ORDER
On August 12, 1991, appellant filed his Notice of Appeal (NOA) from a Board of Veterans’ Appeals (Board or BVA) decision that was mailed to him on April 11, 1990. On February 25, 1991, the Court issued an order directing appellant to show cause why his appeal should not be dismissed for lack of jurisdiction.
On March 9,1992, appellant responded to the Court’s order. Appellant states that he received neither the April 3, 1989, BVA decision, nor the April 11, 1990, BVA decision directly, but that he had to obtain copies of the decisions through his Congress persons. On page 38 of his response to the show cause order, appellant states that he received a copy of the 1990 BVA decision on approximately June 1, 1990.
The ultimate burden of establishing jurisdiction rests with an appellant. To be timely filed under this Court’s rules (U.S.Vet.App.R. 4) and precedents construing 38 U.S.C. § 7266(a) (formerly § 4066(a)), an NOA must be actually received by the Court within 120 days after the BVA decision is mailed to an appellant. See Elsevier v. Derwinski, 1 Vet.App. 150 *453(1991); Torres v. Derwinski, 1 Vet.App. 15 (1990). This Court’s jurisdiction derives exclusively from statutory grants of authority provided by Congress, and this Court may not extend its jurisdiction beyond that permitted by law. See Christianson v. Colt Industries Operating Corp., 486 U.S. 800, 818, 108 S.Ct. 2166, 2178, 100 L.Ed.2d 811 (1988); see also Prenzler v. Derwinski, 928 F.2d 392 (Fed.Cir.1991); Skinner v. Derwinski, 1 Vet.App. 2 (1990).
Appellant’s appeal was processed in the normal course of business — a process which is entitled to the presumption of administrative regularity in the absence of evidence to the contrary. See Morris v. Sullivan, 897 F.2d 553, 560 (D.C.Cir.1990) (quoting United States v. Chemical Foundation, 272 U.S. 1, 14-15, 47 S.Ct. 1, 6, 71 L.Ed. 131 (1926) (“The presumption of regularity supports the official acts of public officers and, in the absence of clear evidence to the contrary, courts presume that they have properly discharged their official duties.”). Appellant has not shown that a copy of the BVA decision was not mailed to him in the normal course of business. See Ashley v. Derwinski, 2 Vet.App. 62, 64-67 (1992).

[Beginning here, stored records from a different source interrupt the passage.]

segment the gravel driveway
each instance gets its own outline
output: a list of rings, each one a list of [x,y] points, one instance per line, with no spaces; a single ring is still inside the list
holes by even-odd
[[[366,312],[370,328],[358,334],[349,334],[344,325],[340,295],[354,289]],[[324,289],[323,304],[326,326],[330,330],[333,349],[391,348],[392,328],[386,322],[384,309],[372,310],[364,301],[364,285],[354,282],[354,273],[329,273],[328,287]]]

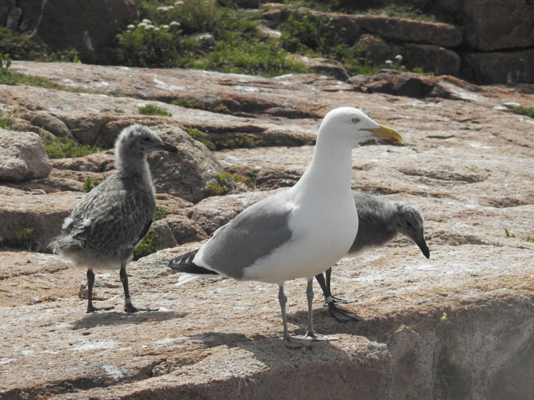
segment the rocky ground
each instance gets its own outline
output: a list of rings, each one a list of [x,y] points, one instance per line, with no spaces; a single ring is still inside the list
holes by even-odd
[[[87,315],[85,272],[22,248],[46,248],[83,196],[86,177],[112,169],[111,152],[52,161],[46,177],[4,178],[0,236],[34,230],[0,252],[2,399],[532,398],[534,244],[526,239],[534,236],[534,120],[509,104],[534,106],[531,88],[424,78],[418,84],[439,90],[409,97],[369,89],[416,84],[386,72],[340,82],[68,64],[12,68],[97,92],[1,86],[0,103],[16,110],[17,126],[110,148],[124,126],[142,122],[181,153],[151,161],[158,204],[171,211],[157,223],[168,247],[128,267],[134,304],[160,308],[135,315],[121,310],[118,271],[101,271],[95,293],[97,305],[115,309]],[[170,105],[176,98],[227,110]],[[146,104],[172,116],[139,115]],[[353,189],[416,204],[431,258],[399,238],[340,261],[333,288],[357,300],[346,308],[360,320],[330,318],[316,288],[316,329],[340,340],[290,351],[275,285],[214,278],[177,286],[166,265],[268,191],[294,183],[320,118],[343,105],[403,134],[403,147],[353,150]],[[242,134],[270,146],[210,152],[184,133],[191,128],[214,141]],[[206,184],[224,171],[251,177],[256,188],[210,196]],[[285,286],[290,330],[303,334],[305,283]]]

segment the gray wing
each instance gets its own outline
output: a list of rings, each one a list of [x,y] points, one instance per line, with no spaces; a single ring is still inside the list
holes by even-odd
[[[134,247],[152,222],[153,196],[131,182],[110,179],[88,194],[69,215],[72,221],[63,233],[82,248]]]
[[[291,238],[288,222],[293,209],[292,203],[277,196],[255,203],[215,231],[194,263],[241,279],[245,268]]]

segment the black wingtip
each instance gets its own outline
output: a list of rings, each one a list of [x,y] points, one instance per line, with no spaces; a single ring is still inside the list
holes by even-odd
[[[179,271],[180,272],[186,272],[188,274],[216,274],[216,272],[208,269],[207,268],[200,267],[193,263],[193,258],[194,258],[198,251],[199,250],[190,252],[189,253],[186,253],[175,258],[173,258],[168,262],[167,267],[171,269]]]

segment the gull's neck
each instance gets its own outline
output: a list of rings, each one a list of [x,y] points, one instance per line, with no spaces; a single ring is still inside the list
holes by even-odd
[[[320,196],[352,198],[352,170],[351,146],[319,134],[312,162],[296,186]]]

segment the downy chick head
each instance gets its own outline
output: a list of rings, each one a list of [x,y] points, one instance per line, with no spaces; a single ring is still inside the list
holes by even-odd
[[[178,152],[178,149],[163,142],[160,136],[148,126],[136,124],[125,128],[115,142],[115,154],[119,159],[123,157],[146,157],[153,151],[162,150]]]
[[[424,256],[429,258],[430,250],[424,240],[424,226],[421,212],[411,204],[397,203],[394,219],[397,232],[413,240]]]

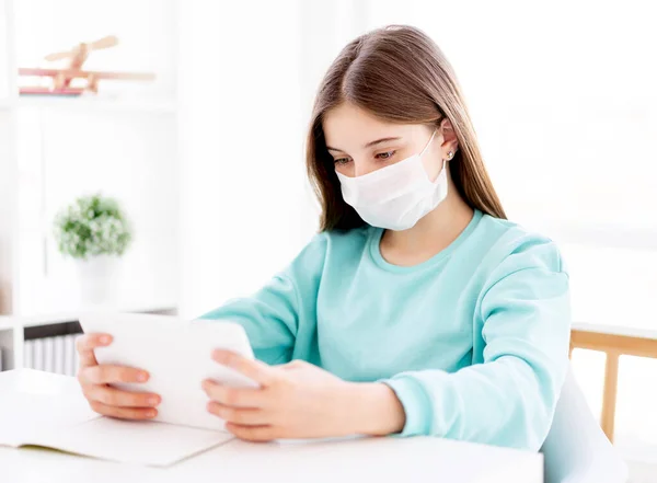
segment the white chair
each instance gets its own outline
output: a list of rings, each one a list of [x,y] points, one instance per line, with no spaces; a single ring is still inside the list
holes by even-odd
[[[541,448],[545,483],[625,483],[627,467],[591,414],[569,369]]]

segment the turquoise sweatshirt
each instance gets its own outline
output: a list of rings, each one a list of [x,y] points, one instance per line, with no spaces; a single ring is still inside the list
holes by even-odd
[[[446,250],[401,267],[381,256],[382,233],[321,233],[253,297],[204,319],[242,324],[265,363],[389,384],[402,436],[538,450],[567,368],[568,275],[555,244],[475,211]]]

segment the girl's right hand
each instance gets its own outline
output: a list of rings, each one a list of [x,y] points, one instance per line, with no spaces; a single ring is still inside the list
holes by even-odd
[[[128,392],[112,388],[117,382],[146,382],[149,375],[145,370],[125,366],[99,365],[93,349],[110,345],[110,334],[84,334],[77,341],[80,355],[78,380],[82,392],[93,411],[105,416],[122,419],[152,419],[158,415],[158,394]]]

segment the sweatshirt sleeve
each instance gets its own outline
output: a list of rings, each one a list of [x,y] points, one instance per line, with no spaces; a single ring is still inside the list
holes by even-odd
[[[548,241],[518,249],[488,280],[475,315],[483,322],[483,364],[383,381],[404,406],[402,436],[529,450],[543,444],[568,364],[568,275]]]
[[[237,322],[246,331],[257,359],[270,365],[289,361],[299,331],[314,323],[309,309],[315,306],[325,251],[325,238],[316,235],[256,294],[230,300],[200,319]]]

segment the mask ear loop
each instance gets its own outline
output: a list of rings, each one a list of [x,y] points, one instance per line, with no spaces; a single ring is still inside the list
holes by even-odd
[[[422,158],[422,156],[425,153],[425,151],[427,149],[429,149],[429,146],[431,145],[431,141],[434,140],[434,137],[436,136],[436,131],[438,129],[434,129],[434,134],[431,135],[431,137],[429,138],[429,142],[427,142],[427,146],[425,146],[425,149],[422,150],[422,152],[419,153],[419,157]]]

More importantly, however, appellant states that he received a copy of the April 11, 1990, decision on or around June 1, 1990. Even assuming appellant could show that he did not receive a copy of the BVA decision until June 1990, he offers no explanation why he waited for over a year to file his appeal from that decision. This case, therefore, does not present the extraordinary and carefully circumscribed conditions necessary to warrant equitable tolling under Irwin v. Veterans Admin., 498 U.S. 89, -, 111 S.Ct. 453, 458, 112 L.Ed.2d 435 (1990), in which the Supreme Court applied the principles of equitable tolling to cases where the United States is a party but held that those “principles ... do not extend to what is at best a garden variety claim of excusable neglect.” See also Butler v. Derwinski, 960 F.2d 139, 141 (Fed.Cir.1992) (Court held that 38 U.S.C. § 7266(a) (formerly § 4066(a)) does not allow an extension of time upon a showing of good cause). Accordingly, it is
ORDERED that the Secretary’s motion to dismiss is granted and that the appeal is dismissed for lack of jurisdiction.